In a recent position paper published in the Annuals of Internal Medicine, representatives of the American College of Physicians (ACP's) Ethics, Professionalism, and Human Rights Committee highlight key points on why they believe health is a human right. Despite the United Nations (UN) recognizing health as a human right in 2000, nations globally have differing views on the topic. Some align with the UN's mandate, while others consider it a general right, and still others do not. In this paper, the ACP examines the intersection of ethical obligations, human rights, and health reforms and elucidates why The College affirms that the United States (US) should respect, protect, and fulfill health for all.
Position Paper: Health as a Human Right: A Position Paper From the American College of Physicians. Image Credit: Created with the assistance of DALL·E 3
What is a human right, and does health fit the bill?
The United Nations (UN) defines human rights as "inherent to all human beings, regardless of race, sex, nationality, ethnicity, language, religion, or any other status." However, different people and legal systems across the world interpret human rights uniquely. While torture is almost unanimously considered a violation of human rights, health and access to health care is more contentious. While some consider health a human right, others consider it a privilege to be earned through merit or financial backing.
These differing views, in turn, shape national policy, with countries like Brazil providing free healthcare to all its citizens, contrasting the United States (US), which remains the only developed country without universal healthcare. Alarmingly, healthcare in the US is some of the most expensive in the world, exuberated by most Americans lacking any form of health insurance policy.
UN documents are central to most human rights law and theory. Article 25 of the UN's Universal Declaration of Human Rights presents that an adequate standard of living, including medical care, is a right and hence intrinsic to every human being. To emphasize and clarify this point, the UN Committee in 2000 defined health as a "fundamental human right indispensable for the exercise of other human rights."
Unfortunately, many nations debated or outright denied this definition, with some, including the US, going so far as to refuse to ratify the International Covenant on Economic, Social and Cultural Rights. While the American College of Physicians (ACP) recognizes that the legality of the International Covenant on Economic, Social and Cultural Rights, and by extension health, contrasts the US's tradition of individuals' freedom from interference, it maintains that health's ethical and moral considerations should precede legal views.
About the paper
This paper summarizes the ACP's stance on health as a human right. It elucidates why The College believes that America's recognition of the same could bring about positive change in its healthcare policy, thereby supporting and promoting patient-physician relationships.
The development of this paper involved work by the ACP Ethics, Professionalism and Human Rights Committee (EPHRC). Numerous ACP boards, including the ACP Board of Governors, Council of Early Career Physicians, Board of Regents, Council of Fellow Members, and the Council of Student Members, reviewed drafts of the paper.
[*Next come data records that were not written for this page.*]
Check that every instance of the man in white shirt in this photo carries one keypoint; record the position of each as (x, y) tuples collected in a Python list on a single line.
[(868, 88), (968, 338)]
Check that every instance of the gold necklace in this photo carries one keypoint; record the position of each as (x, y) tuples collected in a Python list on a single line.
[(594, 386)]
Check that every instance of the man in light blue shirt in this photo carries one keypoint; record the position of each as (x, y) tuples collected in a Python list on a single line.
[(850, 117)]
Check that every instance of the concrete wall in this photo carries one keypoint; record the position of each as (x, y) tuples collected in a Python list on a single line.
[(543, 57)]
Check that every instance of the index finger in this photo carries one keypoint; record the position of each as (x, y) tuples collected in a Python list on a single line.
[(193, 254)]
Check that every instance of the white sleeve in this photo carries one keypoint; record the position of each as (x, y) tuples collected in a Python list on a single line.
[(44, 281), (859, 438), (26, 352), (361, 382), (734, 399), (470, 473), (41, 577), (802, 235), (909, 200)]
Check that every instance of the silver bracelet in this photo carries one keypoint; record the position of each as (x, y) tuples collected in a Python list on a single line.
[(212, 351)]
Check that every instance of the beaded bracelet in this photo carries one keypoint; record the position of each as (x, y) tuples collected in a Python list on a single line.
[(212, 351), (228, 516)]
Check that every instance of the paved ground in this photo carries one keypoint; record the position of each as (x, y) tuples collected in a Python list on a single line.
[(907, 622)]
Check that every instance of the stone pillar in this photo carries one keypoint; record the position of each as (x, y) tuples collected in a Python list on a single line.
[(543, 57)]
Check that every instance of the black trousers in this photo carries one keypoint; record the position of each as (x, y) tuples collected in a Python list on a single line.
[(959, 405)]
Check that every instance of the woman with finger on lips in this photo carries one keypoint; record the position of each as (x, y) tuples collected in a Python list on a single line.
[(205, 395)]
On 24 April 2023, the ACP Board of Regret approved the work for publication as its official position on health as a human right.
"ACP views health as a human right based in the intrinsic dignity and equality of all patients."
In their first position, The College calls attention to human dignity as a first principle and what this means for health. They recognize that the human right to health is an ideal but challenge the critical view of it being utopian. ACP highlights the several decades of progress that the medical field has made in extending human lifespan and comfort and, in doing so, its contribution to human dignity. They borrow from the late Edmund D. Pellegrino, MD, one of America's most brilliant bioethics minds, in referring to the moral and ethical views surrounding health, not only from the physician's perspective but also from society as a whole.
"Recognizing and implementing health as a human right requires ethical and evidence-based medical care but also the optimization of social and structural determinants of health."
In their second position, the ACP draws on the UN Committee on Economic, Social and Cultural Rights' key medical care elements – availability, acceptability, and accessibility. They emphasize that recognizing health as a human right is not without limits. It does not mean that a person in need of an organ transplant may demand it from someone else or hold the government responsible for its unavailability. It does not mean that individuals are allowed to demand prescriptions for any medication they desire. It does mean that medical care is intended to safeguard people from remediable and significant threats to their opportunity for health.
"Understanding health as a human right can inform the ethical design, implementation, and evaluation of health care delivery."
Herein, emphasis is laid on how the ethical implications associated with health as a human right can inform action and accountability at national and local levels. A key example of this is how vulnerable, marginalized, and excluded groups are less likely to be denied access to healthcare if the legal framework recognizes and follows a human rights-based healthcare approach.
"Health as a human right aligns with—but does not fully encompass—the ethical obligations of physicians, the medical profession, and a just society."
In their final position, ACP summarizes the responsibilities of both physicians and of society in achieving a gold standard in healthcare. While the roles and obligations of medical professionals are self-explanatory, it is society's responsibility to aid them in their endeavors, be that resource allocation during pandemics or donating organs postmortem.